Rational cyclodextrin formulation design through insights into drug release mechanism in the gastrointestinal tract via molecular dynamics simulations.

Cyclodextrin formulations are crucial for enhancing the solubility of drugs. Bile salts are recognized as potential agents for displacing drugs from cyclodextrin formulations in intestinal fluids. However, the mechanism underlying this displacement remains unclear. This study aims to investigate the mechanism of competitive displacement using molecular dynamics simulations and to develop guidelines for effective cyclodextrin formulation design. The umbrella sampling method is employed to investigate the binding free energy between bile salts and cyclodextrin molecules, while metadynamics is utilized to simulate the dynamic replacement process. The results indicate that the optimal binding free energy interval between cyclodextrins and drugs ranges from -30 kJ/mol to -8 kJ/mol.

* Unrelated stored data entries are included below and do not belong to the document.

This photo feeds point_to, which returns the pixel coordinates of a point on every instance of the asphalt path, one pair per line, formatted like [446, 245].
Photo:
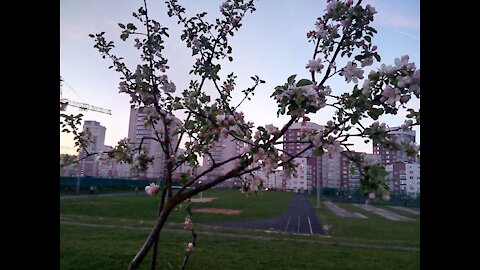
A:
[62, 197]
[300, 218]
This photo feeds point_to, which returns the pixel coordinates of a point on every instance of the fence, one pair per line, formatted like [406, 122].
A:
[70, 183]
[355, 196]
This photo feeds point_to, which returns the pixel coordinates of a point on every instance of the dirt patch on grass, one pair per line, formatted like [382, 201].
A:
[218, 211]
[206, 199]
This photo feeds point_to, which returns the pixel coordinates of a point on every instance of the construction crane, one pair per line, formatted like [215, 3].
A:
[82, 106]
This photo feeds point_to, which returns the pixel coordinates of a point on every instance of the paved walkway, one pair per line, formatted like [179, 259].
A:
[342, 212]
[300, 217]
[96, 195]
[384, 213]
[406, 209]
[248, 236]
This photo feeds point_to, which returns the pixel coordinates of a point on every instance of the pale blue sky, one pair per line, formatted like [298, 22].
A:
[271, 44]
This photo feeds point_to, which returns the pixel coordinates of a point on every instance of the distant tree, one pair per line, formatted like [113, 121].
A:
[343, 32]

Additionally, the optimal concentration ratio between drugs and cyclodextrins can be calculated based on the binding free energy. Displacement simulations showed that free single bile salt molecules are more likely to complete the displacement compared to clusters of bile salts. This suggests that the bioavailability of cyclodextrins may be higher in fasting conditions than in the fed state. This study will not only enhance our understanding of the relationships between cyclodextrin formulations and bile salts but also facilitate the rational design of more effective pharmaceutical formulations.